The keying circuit 402 is illustrated by resistor 416, capacitor 417, transistors 405, 406, 407 and 408 and diode 410. When any of the AND gates change state current is drawn through resistor 416 and a negative pulse is coupled to transistor 405. The chain of transistors 405-408 act to produce a positive pulse on emitter terminal 413 which is applied to diode 410 and is connected to keying input 399 in FIG. 6. The purpose of this circuit is to gate the output of flip-flop 390 to the pre-amplifier circuitry 397 each time an AND gate switches state. The operation of transistor 414 is to inhibit the keying operation of transistor 408 when the pattern from switch 401 does not produce an output (the pattern selected by switch 401 has a musical rest).

FIG. 9 is a block diagram of the present invention. Driving means 850 includes generating means 11 and pattern switching means 13 previously described. Selection means 852 includes the circuitry associated with switches 171-183 previously described. Reference signal means 854 includes the circuitry associated with transistor 223 which provides a reference voltage at 118. The tone generating means 856 includes the circuitry associated with unijunction transistors 119-127 previously described. Audio means 860 includes the circuitry associated with transistors 242 and 243 and audio circuitry 800 previously described.

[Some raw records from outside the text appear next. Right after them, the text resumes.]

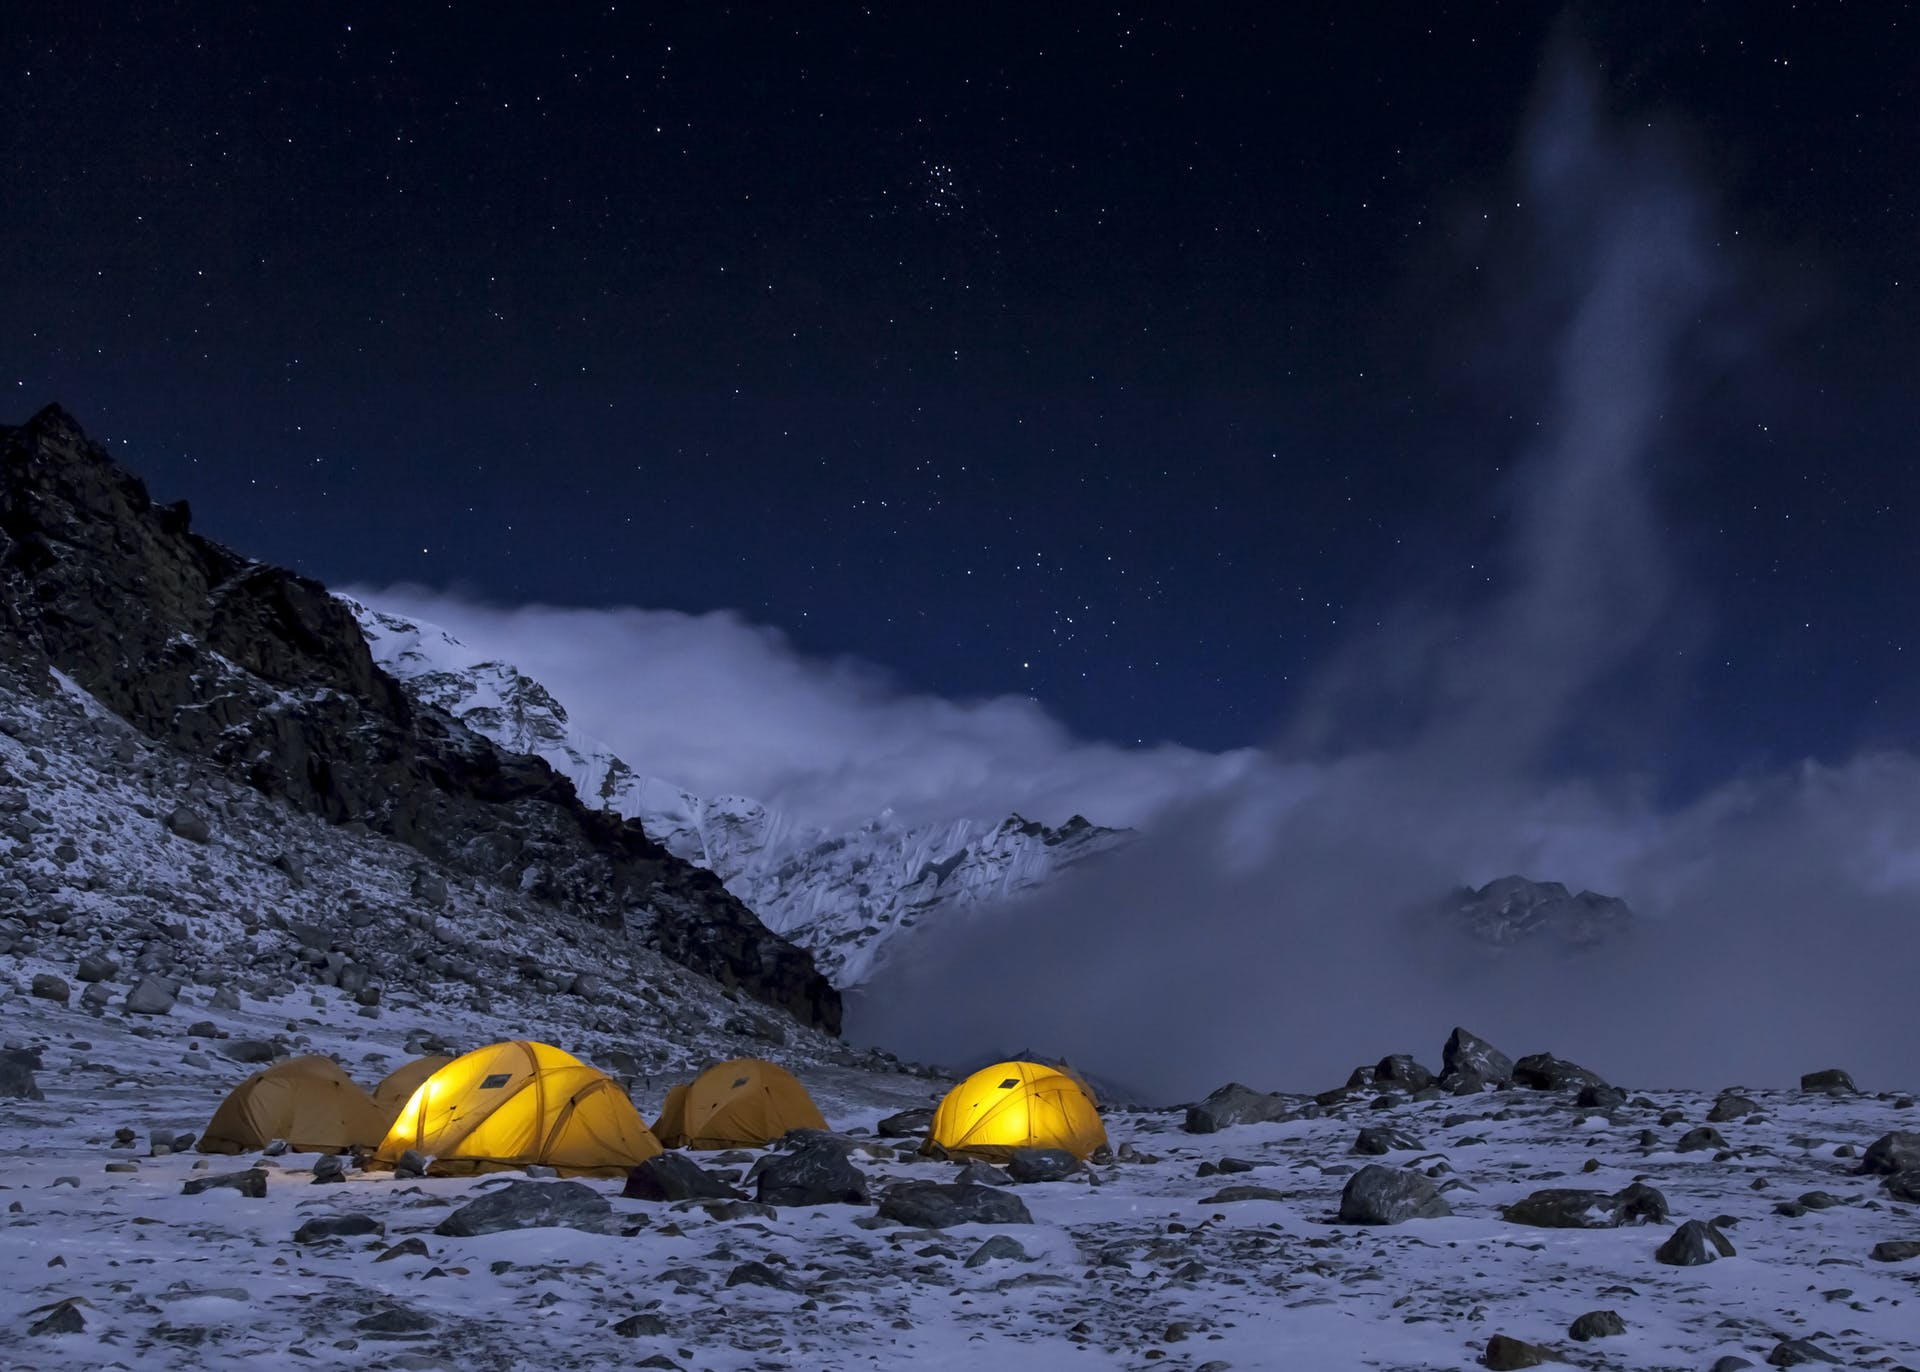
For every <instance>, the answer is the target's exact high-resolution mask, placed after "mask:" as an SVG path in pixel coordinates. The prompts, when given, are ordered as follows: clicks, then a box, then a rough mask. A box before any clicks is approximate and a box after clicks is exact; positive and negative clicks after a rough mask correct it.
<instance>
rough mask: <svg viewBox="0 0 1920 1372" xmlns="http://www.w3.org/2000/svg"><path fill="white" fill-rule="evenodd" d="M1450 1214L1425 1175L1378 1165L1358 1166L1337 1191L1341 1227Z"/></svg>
mask: <svg viewBox="0 0 1920 1372" xmlns="http://www.w3.org/2000/svg"><path fill="white" fill-rule="evenodd" d="M1452 1213H1453V1207H1452V1205H1448V1203H1446V1201H1444V1199H1442V1197H1440V1190H1438V1188H1436V1186H1434V1184H1432V1182H1430V1180H1428V1178H1427V1176H1421V1174H1419V1172H1409V1171H1405V1169H1398V1167H1384V1165H1380V1163H1369V1165H1367V1167H1361V1169H1359V1171H1357V1172H1354V1174H1352V1176H1350V1178H1346V1186H1344V1188H1342V1192H1340V1222H1342V1224H1400V1222H1404V1220H1415V1218H1421V1220H1427V1218H1440V1217H1444V1215H1452Z"/></svg>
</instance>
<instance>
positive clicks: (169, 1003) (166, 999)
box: [127, 975, 179, 1015]
mask: <svg viewBox="0 0 1920 1372" xmlns="http://www.w3.org/2000/svg"><path fill="white" fill-rule="evenodd" d="M177 994H179V990H177V986H175V982H171V981H167V979H165V977H154V975H148V977H142V979H140V982H138V984H136V986H134V988H132V990H129V992H127V1013H129V1015H165V1013H167V1011H171V1009H173V998H175V996H177Z"/></svg>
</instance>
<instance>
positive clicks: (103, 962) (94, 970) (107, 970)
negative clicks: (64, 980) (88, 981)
mask: <svg viewBox="0 0 1920 1372" xmlns="http://www.w3.org/2000/svg"><path fill="white" fill-rule="evenodd" d="M117 971H119V963H117V961H113V959H111V958H106V956H100V954H90V956H86V958H81V965H79V967H75V969H73V975H75V979H79V981H106V979H108V977H111V975H115V973H117Z"/></svg>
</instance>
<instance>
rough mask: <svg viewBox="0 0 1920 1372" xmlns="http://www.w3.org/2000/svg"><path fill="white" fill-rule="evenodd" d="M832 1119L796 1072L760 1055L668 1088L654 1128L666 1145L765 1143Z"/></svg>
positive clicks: (810, 1127)
mask: <svg viewBox="0 0 1920 1372" xmlns="http://www.w3.org/2000/svg"><path fill="white" fill-rule="evenodd" d="M826 1126H828V1121H826V1117H824V1115H822V1113H820V1107H818V1105H814V1100H812V1096H808V1094H806V1088H804V1086H801V1084H799V1082H797V1080H795V1078H793V1073H789V1071H787V1069H783V1067H776V1065H774V1063H768V1061H760V1059H758V1057H732V1059H728V1061H724V1063H714V1065H712V1067H708V1069H707V1071H705V1073H701V1075H699V1076H695V1078H693V1080H691V1082H685V1084H682V1086H674V1090H670V1092H666V1103H664V1105H662V1107H660V1119H657V1121H655V1124H653V1132H655V1136H657V1138H659V1140H660V1142H662V1144H664V1146H666V1147H760V1146H762V1144H770V1142H774V1140H776V1138H780V1136H781V1134H785V1132H787V1130H789V1128H826Z"/></svg>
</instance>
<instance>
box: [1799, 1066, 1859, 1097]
mask: <svg viewBox="0 0 1920 1372" xmlns="http://www.w3.org/2000/svg"><path fill="white" fill-rule="evenodd" d="M1801 1090H1803V1092H1847V1094H1853V1092H1857V1090H1860V1088H1859V1086H1855V1084H1853V1076H1849V1075H1847V1073H1843V1071H1841V1069H1837V1067H1822V1069H1820V1071H1816V1073H1803V1075H1801Z"/></svg>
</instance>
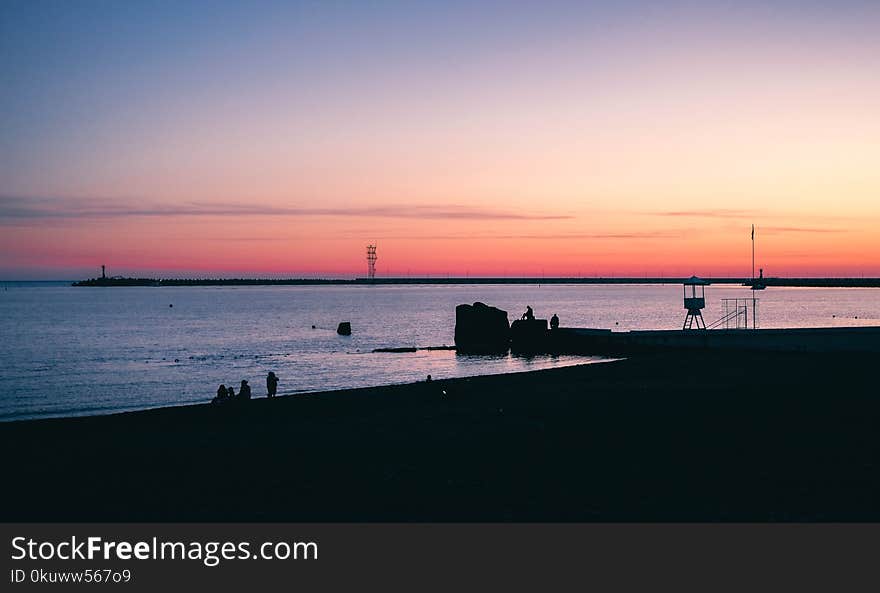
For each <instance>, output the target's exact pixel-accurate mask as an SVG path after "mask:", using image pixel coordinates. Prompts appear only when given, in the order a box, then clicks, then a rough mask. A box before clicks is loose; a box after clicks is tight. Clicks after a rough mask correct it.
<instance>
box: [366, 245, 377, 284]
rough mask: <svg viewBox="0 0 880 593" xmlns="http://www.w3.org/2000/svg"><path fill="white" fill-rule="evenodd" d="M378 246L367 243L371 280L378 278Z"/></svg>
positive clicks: (367, 261) (367, 266) (368, 271)
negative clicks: (376, 247) (377, 253)
mask: <svg viewBox="0 0 880 593" xmlns="http://www.w3.org/2000/svg"><path fill="white" fill-rule="evenodd" d="M376 259H377V258H376V246H375V245H367V277H368V278H369V279H370V280H375V278H376Z"/></svg>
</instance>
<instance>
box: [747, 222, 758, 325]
mask: <svg viewBox="0 0 880 593" xmlns="http://www.w3.org/2000/svg"><path fill="white" fill-rule="evenodd" d="M755 304H756V303H755V225H754V224H753V225H752V329H758V314H757V311H756V310H755ZM746 323H748V322H746ZM746 327H748V325H746Z"/></svg>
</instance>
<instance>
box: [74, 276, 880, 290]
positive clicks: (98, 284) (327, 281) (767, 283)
mask: <svg viewBox="0 0 880 593" xmlns="http://www.w3.org/2000/svg"><path fill="white" fill-rule="evenodd" d="M685 280H686V278H685V277H681V278H679V277H675V276H671V277H658V276H644V277H638V276H621V277H614V276H611V277H598V276H597V277H552V278H538V277H519V278H513V277H511V278H495V277H474V278H471V277H446V278H431V277H413V278H348V279H345V278H122V277H112V278H90V279H88V280H80V281H76V282H73V283H72V284H71V286H76V287H92V288H113V287H139V286H140V287H157V288H158V287H162V286H394V285H450V284H498V285H507V284H537V285H541V284H587V285H621V284H622V285H633V284H636V285H638V284H643V285H651V284H660V285H667V284H682V282H684V281H685ZM704 280H706V281H707V282H708V283H709V284H733V285H738V286H743V287H746V286H751V285H752V283H753V282H754V279H752V278H748V277H736V276H722V277H707V278H704ZM763 284H764V286H766V287H808V288H880V278H847V277H841V278H835V277H828V278H818V277H817V278H781V277H767V278H764V279H763Z"/></svg>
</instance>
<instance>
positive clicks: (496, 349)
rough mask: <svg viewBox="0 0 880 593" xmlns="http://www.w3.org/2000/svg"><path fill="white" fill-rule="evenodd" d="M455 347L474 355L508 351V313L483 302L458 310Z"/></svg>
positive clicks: (461, 306)
mask: <svg viewBox="0 0 880 593" xmlns="http://www.w3.org/2000/svg"><path fill="white" fill-rule="evenodd" d="M455 347H456V348H457V350H458V351H459V352H464V353H471V354H485V353H501V352H507V350H508V348H509V347H510V322H508V321H507V311H503V310H501V309H498V308H496V307H490V306H488V305H485V304H483V303H474V304H473V305H459V306H457V307H456V308H455Z"/></svg>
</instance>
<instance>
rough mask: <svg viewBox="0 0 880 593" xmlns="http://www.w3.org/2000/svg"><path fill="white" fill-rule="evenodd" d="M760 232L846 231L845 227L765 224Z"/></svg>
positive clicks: (774, 232) (839, 232) (792, 232)
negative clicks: (775, 224)
mask: <svg viewBox="0 0 880 593" xmlns="http://www.w3.org/2000/svg"><path fill="white" fill-rule="evenodd" d="M758 231H759V232H763V233H768V234H781V233H845V232H846V230H845V229H834V228H821V227H800V226H765V227H760V228H759V229H758Z"/></svg>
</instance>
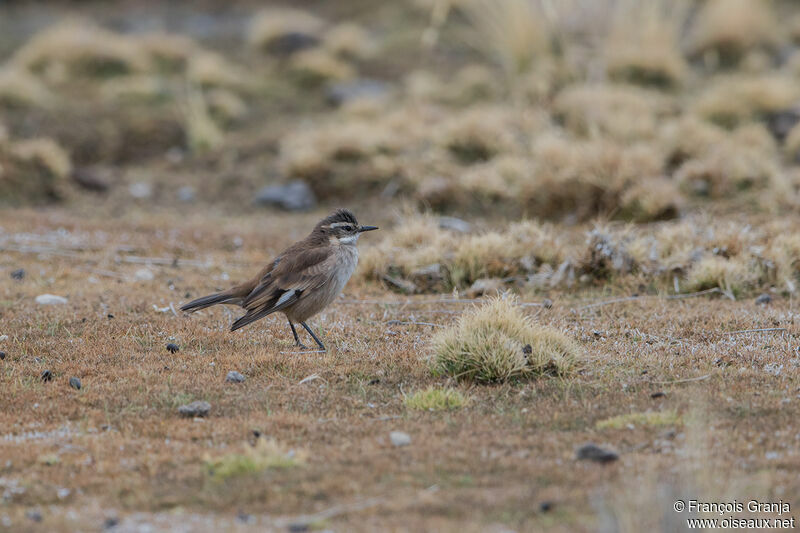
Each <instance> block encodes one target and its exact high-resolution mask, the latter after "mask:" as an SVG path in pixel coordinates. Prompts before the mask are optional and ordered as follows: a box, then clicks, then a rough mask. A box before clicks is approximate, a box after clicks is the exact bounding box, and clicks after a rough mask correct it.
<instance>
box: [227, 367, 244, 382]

Alternatively, tone generating means 856 includes multiplex switch means 329 and voltage controlled oscillator 382 as previously described.

From the above description it is seen that I have provided a device for producing musical tone patterns based on an instrumentalist selected tonic note. The device operates with a tone signal means adapted to provide time-separated tone signals capable of controlling the production of the musical tone pattern in which each tone is different from but related to each of the other tones in the pattern. The tone signal means utilizes tone signal generator means and multiple conditioning means electrically connected to the generator means to provide for the production of the time-separated tone signals.

The device also operates with instrumentalist operated selection means adapted upon operation to actuate the multiple conditioning means, audio means to produce the musical tones in the desired pattern, interrelating means adapted to cause the tone signals to control production of the musical tone pattern by the audio means, and driving means for actuating the tone signal means at predetermined times to provide the desired pattern of tone signals.

It should be understood that the embodiments described are merely exemplary of the preferred practice of the present invention and that various changes, modifications, and variations may be made in the details of construction, arrangement, and operation of the elements disclosed herein, without departing from the spirit and scope of the present invention.